Benchmark announces earnings
Published 12:44 pm Wednesday, November 15, 2017
Benchmark Bankshares, Inc. (BMBN), the Kenbridge-based holding company for Benchmark Community Bank, announced earnings of $1,979,037, or $0.38 per share, for the third quarter of 2017. This compares to $1,734,759, or $0.34 per share, for the third quarter of 2016. Net income through the first nine months of the year amounted to $5,432,293, or $1.05 per share, up from the $4,991,235, or $0.97 per share, reported through the first nine months of 2016.
Return on average equity of 10.93% and return on average assets of 1.28% year-to-date increased from 10.65% and 1.25%, respectively, reported for the first nine months of last year. Both ratios remain strong and are very competitive within the banking industry.
Loan demand remains strong, as evidenced by the $18.2 million growth in loans over the past nine months. Despite several increases to the prime rate by the Federal Reserve, overall interest rates continue to remain low. The bank’s yield on loans actually declined from 5.36% to 5.30% through the first nine months of the year; however, the increase in loan volume drove the bank’s interest and fee income up by $839 thousand through the first nine months of the year.

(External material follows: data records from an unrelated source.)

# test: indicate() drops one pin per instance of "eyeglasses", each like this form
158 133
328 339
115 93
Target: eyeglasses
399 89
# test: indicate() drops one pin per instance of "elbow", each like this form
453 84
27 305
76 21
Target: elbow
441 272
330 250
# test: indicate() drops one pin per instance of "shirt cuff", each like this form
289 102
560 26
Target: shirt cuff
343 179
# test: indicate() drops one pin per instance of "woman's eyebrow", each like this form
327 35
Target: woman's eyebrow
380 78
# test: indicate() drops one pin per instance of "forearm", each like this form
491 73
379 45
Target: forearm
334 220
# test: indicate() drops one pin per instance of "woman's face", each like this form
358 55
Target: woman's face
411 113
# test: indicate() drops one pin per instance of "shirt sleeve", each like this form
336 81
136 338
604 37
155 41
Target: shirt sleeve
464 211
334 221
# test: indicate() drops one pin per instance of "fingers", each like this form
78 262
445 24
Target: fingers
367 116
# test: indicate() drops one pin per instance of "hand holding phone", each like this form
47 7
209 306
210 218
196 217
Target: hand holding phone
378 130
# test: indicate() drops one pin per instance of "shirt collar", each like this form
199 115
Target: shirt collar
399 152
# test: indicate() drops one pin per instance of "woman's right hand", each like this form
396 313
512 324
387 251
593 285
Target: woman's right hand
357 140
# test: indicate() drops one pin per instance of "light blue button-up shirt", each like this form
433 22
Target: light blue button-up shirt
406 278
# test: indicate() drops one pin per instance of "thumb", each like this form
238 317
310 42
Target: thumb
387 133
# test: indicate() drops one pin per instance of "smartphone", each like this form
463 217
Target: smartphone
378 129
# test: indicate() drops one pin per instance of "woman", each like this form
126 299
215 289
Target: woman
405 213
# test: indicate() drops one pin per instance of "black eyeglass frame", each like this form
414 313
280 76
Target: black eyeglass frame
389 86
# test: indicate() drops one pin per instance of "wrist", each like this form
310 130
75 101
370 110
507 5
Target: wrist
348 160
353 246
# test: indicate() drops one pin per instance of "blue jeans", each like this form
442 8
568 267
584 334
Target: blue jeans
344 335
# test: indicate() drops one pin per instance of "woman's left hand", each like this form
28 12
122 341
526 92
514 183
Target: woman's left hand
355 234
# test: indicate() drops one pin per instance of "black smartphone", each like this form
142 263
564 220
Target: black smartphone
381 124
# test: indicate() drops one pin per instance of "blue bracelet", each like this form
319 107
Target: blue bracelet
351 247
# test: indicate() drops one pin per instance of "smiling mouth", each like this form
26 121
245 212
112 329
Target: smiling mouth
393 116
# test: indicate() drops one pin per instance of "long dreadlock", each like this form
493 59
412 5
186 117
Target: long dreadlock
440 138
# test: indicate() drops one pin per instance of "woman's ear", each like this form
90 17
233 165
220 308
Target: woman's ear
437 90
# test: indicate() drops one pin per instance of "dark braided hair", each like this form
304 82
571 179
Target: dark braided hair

Total deposits of $491.9 million are down from $500.7 million as of December 31, 2016. Despite an $8.9 million increase in non-interest bearing checking accounts this year, interest-bearing checking accounts are down $13.6 million. This decline is due to a normal fluctuation in municipal checking accounts, and management expects this number to increase during the fourth quarter as these municipalities collect year-end taxes. Money market checking accounts, in combination with savings accounts, have increased by $8.9 million year-to-date while time deposits are down $12.9 million. The current 0.38% cost of deposits is down from 0.46% last September, reducing year-to-date AAQA interest expense from $1.6 million to $1.4 million through the first nine months of the year. Overall, the bank’s net interest margin has increased from 4.49% to 4.54% when comparing the first nine months of 2017 to the same period last year.